The site was developed in an expensive Windows documentation software solution, and all of Rhiza’s documentation was locked away in a proprietary format. Training a team of 5 to use this documentation software posed an expensive and time-consuming challenge—not only would it be costly to license the software itself, each contributor would need to run a Windows Virtual Machine on their computer.
Not only was the authorship model a challenge, preserving the existing order required each contributor to follow a detailed checklist of fairly technical steps with a large penalty for error. Furthermore, ultimately deploying the built site was beholden to an dev/ops engineer’s schedule and interest.
Ultimately, this complex process was a non-starter for most of the team, blocking them from accomplishing their primary goal of writing and publishing Rhiza’s documentation.
The team and I worked some positive statements that would guide our work and give us some goals to work toward.
- Using a Contributor model, everyone is responsible and can contribute
- People should only need to learn what they need to know to contribute
- We should eliminate platform-specific tooling or proprietary commercial solutions
- Migrate locked-format content to open, plain-text document format
- Keep the entire project web-based—no desktop tooling
- Use free or low-cost tools to avoid contract lock-in
- Abstract or automate as much technical plumbing as possible
- Keep the project “in-house:” anyone on the team can deploy
- Train contributors on the basic Github Pull Request workflow, which is extensible to other career paths
The team and I conducted a survey of a few static site generators and CMS-as-a-service offerings. We ultimately decided to maintain our own build infrastructure and host our code on Github, along with the main Rhiza source code.

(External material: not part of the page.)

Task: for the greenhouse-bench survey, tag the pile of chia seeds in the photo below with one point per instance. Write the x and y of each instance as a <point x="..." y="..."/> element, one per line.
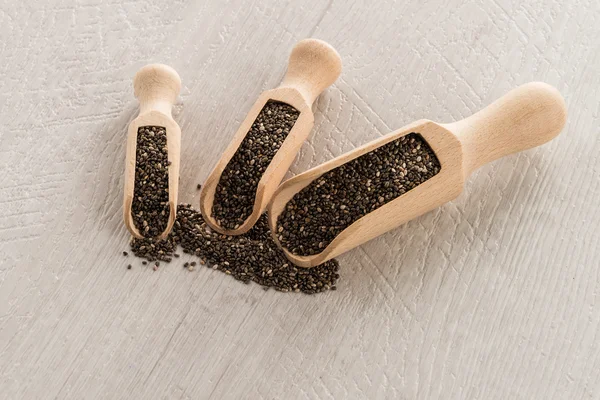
<point x="253" y="256"/>
<point x="150" y="208"/>
<point x="332" y="202"/>
<point x="236" y="191"/>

Transforming a flat list of ~150 articles in a proprietary format to a nested hierarchy of Markdown files was tedious, but
pandoc was my close friend. Once the content was in order, Vuepress was relatively easy to get up and running, and the default theme configuration is straightforward and was perfectly adaptable to our needs.
The only real difficulty was engineering a Jenkins solution using Docker, but since there’s no database per se, the site builds stably and reliably, triggered by checkin on the help site’s
As a result, Rhiza now has an up-to-date documentation site, built atop open formats, and generated using open-source tools on our own infrastructure. Team members regularly update the site with each release, and clients can find help articles relating to their specific issue.
Our data and development teams are slowly building more automated content integrations into their processes, such that as the application changes, the documentation automatically evolves along with it. Examples of such integrations include using Storybook-authored components with docstrings, and updating data documentation files during ETL workflows.